The UK is flying in the face of each recommendation made by the UN Committee on the Rights of the Child. It continues to recruit under the age of 18, despite evidence that early enlistment is connected with detrimental health outcomes and long-term deprivation.

It continues to actively target under 18 year olds through marketing campaigns and recruitment activities in schools, which are neither adequately balanced nor scrutinised. It is actively targeting low-income families and children of ethnic minorities as a matter of policy, and manipulative, glamourised and targeted marketing campaigns undermine voluntary informed consent.

Raising recruitment to 18 and achieving a higher legal standard protecting children would be no small thing.

It would set an example to other countries who have yet to protect children from involvement in armed conflict. It would place greater incentive on minors thinking of enlisting into the military, and their educators and caregivers, to gain better and further qualifications beforehand, which would greatly enhance their social mobility prospects.

It would mean that those enlisting into the military are more informed and more mature, and can therefore make a more genuinely voluntary and committed decision.

It would mean that those in military training would be more mentally and physically robust to withstand intense training without long-term negative health consequences. It would mean the military would no longer be able to fill up front-line combat roles with the youngest and most vulnerable recruits so easily.

It would give the military more incentive to focus on improving conditions for personnel and therefore having greater retention to mitigate recruitment shortfalls.

It would safeguard minors from being part of a culture which has proven itself repeatedly to lend itself to systematic abuse.

It is unacceptable that those teenagers who found themselves away from home, probably for the first time, were abused by adults who will not face a normal civilian trial for this abuse. It is unacceptable that those teenagers were soldiers in the first place.

The abuse of minors in the military is in the public eye due to the Army’s largest ever abuse case, which begins today. 

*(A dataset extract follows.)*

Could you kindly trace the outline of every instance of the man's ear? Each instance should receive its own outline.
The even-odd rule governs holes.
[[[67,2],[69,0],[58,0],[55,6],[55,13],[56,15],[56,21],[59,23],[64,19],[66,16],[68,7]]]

16 instructors from Harrogate, where the Army’s youngest recruits go to train, are facing a military trial for charges including hitting and slapping teens in the face, shoving manure into their mouths and plunging their heads under water.

The military is conducting its own trial and disallowing the media from reporting on anything said in court, until it is over. Meanwhile its recruitment campaigns and self-promotion portray itself as an inclusive, friendly, supportive employer for children and young people.

It is unacceptable that those teenagers who found themselves away from home, probably for the first time, were abused by adults who will not face a normal civilian trial for this abuse.

It is unacceptable that those teenagers were soldiers in the first place, which would happen nowhere else in Europe (except Belarus, from 17) and for the sixteen year olds, in no other member state in the UN Security Council.

Yet it remains extremely difficult to challenge this status quo in political circles, where any challenge to the military is highly controversial. Three parties have made raising recruitment to 18 their policy: the SNP, Plaid Cymru and the Green Party. Each other political party should listen to the recommendations made by the UN CRC and join them.

We need to push for a higher legal standard and we need to work towards a political culture that is mature enough for the military and its systems to be justly criticised and reformed.